Eines der Hauptprobleme bei der Präparation von Gastrotrichen ist, die Tiere in einer Wasserprobe aufzuspüren und auf einen Objektträger zu pipettieren. Da Gastrotrichen transparent sind, sind sie in einem Stereo-Mikroskop mit traditioneller Auflicht- oder Durchlichtbeleuchtung nahezu unsichtbar. Die Tiere werden erst bei einer Dunkelfeldbeleuchtung sichtbar.

Im professionellen Bereich wird eine Dunkelfeldbeleuchtung durch Kaltlichtleiter realisiert. Eine Alternative Möglichkeit bieten LED-Leuchten mit Schwanenhals, die die Probe seitlich beleuchten. Durch diese seitliche Beleuchtung gelangt nur das an den Objekten gestreute Licht in das Objektiv des Mikroskops. Der Hintergrund bleibt reinschwarz. Da die Lampen nicht an der Probe befestigt sind, ändert sich die Beleuchtungsstärke und der Schattenwurf abhängig von der Probenposition. Oft stellen die Lampen auch ein mechanisches Hindernis bei der Verschiebung des Probengefäßes dar. Meist ist diese Art der Beleuchtung bei Stereo-Mikroskopen nicht verfügbar und muss nachgerüstet werden.
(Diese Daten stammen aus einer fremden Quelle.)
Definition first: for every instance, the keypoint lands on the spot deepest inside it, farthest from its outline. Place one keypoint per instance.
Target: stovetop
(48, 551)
Um diese Nachteile zu minimieren, habe ich für diesen Zweck habe ich eine seitliche Dunkelfeldbeleuchtung entwickelt, die mit einfachen Mitteln und einem 3D-Drucker leicht realisiert und an jedes Stereo-Mikroskop angepasste werden kann.

3D-Druck
Halter für LED-Streifen

Drehbarer Objektführer

Um Objektträger entsprechend dem DIK-Gradienten oder dem Bildrändern der Kamera auszurichten, ist es nötig, die Präparate auf dem Objekttisch zu drehen. Wenn man - wie ich - keinen Drehtisch zu Verfügung hat muss man sich was einfallen lassen…
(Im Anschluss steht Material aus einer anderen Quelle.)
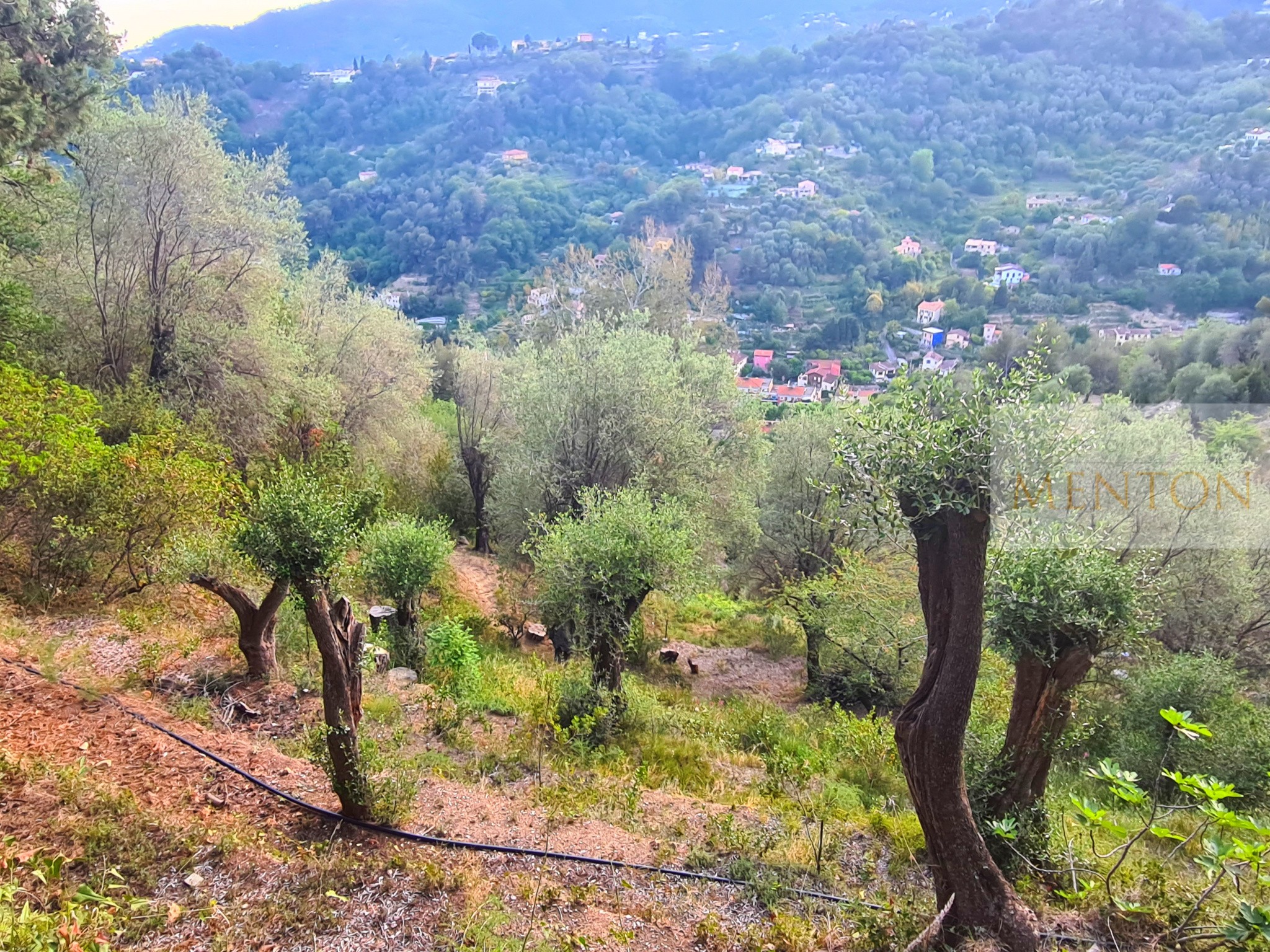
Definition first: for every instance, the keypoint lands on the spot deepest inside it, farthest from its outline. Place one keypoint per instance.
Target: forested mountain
(597, 630)
(1121, 106)
(326, 35)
Ich habe mir einen drehbaren Objektführer konstruiert, der problemlos mit einen einfachen 3D-Drucker gefertigt werden kann. Dabei wurden folgende Eigenschaften berücksichtigt:

  • geringe Bauhöhe - dadurch sind Kollisionen mit den Objektiven ausgeschlossen
  • montiert an den Kreuztisch, um die Präparate weiterhin verschieben zu können
  • Präparat liegt direkt auf dem Objekttisch auf - keine Problem mit der Scharfstellung des Kondensors / Köhlern ist möglich
  • leichtes Einsetzen und Entnehmen des Objektträgers
  • abweichende Maße der Objektträger durch Federhalterung möglich
  • Einsetzen von den handelsüblichen Kunststoff-Petrischalen mit 7 cm Durchmesser möglich; zusätzliche kreisförmige Aussparung für die Verwendung der Deckel der Petrischalen (deren Bauhöhe etwas kleiner ist, so dass es zu keiner Kollision mit dem 10er Objektiv kommen kann)
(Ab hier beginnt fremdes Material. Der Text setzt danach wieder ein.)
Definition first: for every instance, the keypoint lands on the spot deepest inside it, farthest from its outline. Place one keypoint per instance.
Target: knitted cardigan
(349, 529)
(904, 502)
Der Objektführer besteht aus zwei separaten Teile:

  • einem Drehrahmen der an den Kreuztisch mit den üblichen Befestigungsschrauben fixiert wird
  • einer Drehscheibe, die in den Rahmen gesetzt wird und in ihm gedreht werden kann. Um die Drehung zu erleichtern, liegt die Drehscheibe nur an sechs Punkten an dem Rahmen an. Die Drehscheibe ist mit sechs Griffen versehen, so dass sie leicht von allen Seiten bedient werden kann


Bild 1: Einzelteile des Objektführers; links Rahmen, der an den Kreuztisch montiert wird; rechts die Drehscheibe, die den Objektträger bzw. die Petrischale hält

Die beiden Teile werden ineinander gesteckt. Der Objektträger sitzt fest in der Aussparung und kann um 360 Grad gedreht und wie gewünscht ausgerichtet werden. Die runden Aussparungen sind ggf. für Petrischalen vorgesehen.


Bild 2: zusammengesteckter Objektführer

Am Mikroskop sieht das ganze dann so aus:

Bild 3: Drehbarer Objektführer am Mikroskop

In der Praxis hat sich diese Konstruktion bewährt. Natürlich ist der Drehtisch nicht zentrierbar - beim Drehen muss die Position des Objektes durch den Kreuztisch nachgeregelt werden. Die Objektträger sitzen fest genug, so dass es keinerlei “Schlupf” beim Verschieben gibt. Einige Objektträger-Marken scheinen aber eine etwas geringere Tiefe aufzuweisen, so dass man sich bei diesen wünscht, dass sie etwas straffer sitzen sollten. Will man solche Objektträger verwenden, muss man die Haltefedern etwas anpassen…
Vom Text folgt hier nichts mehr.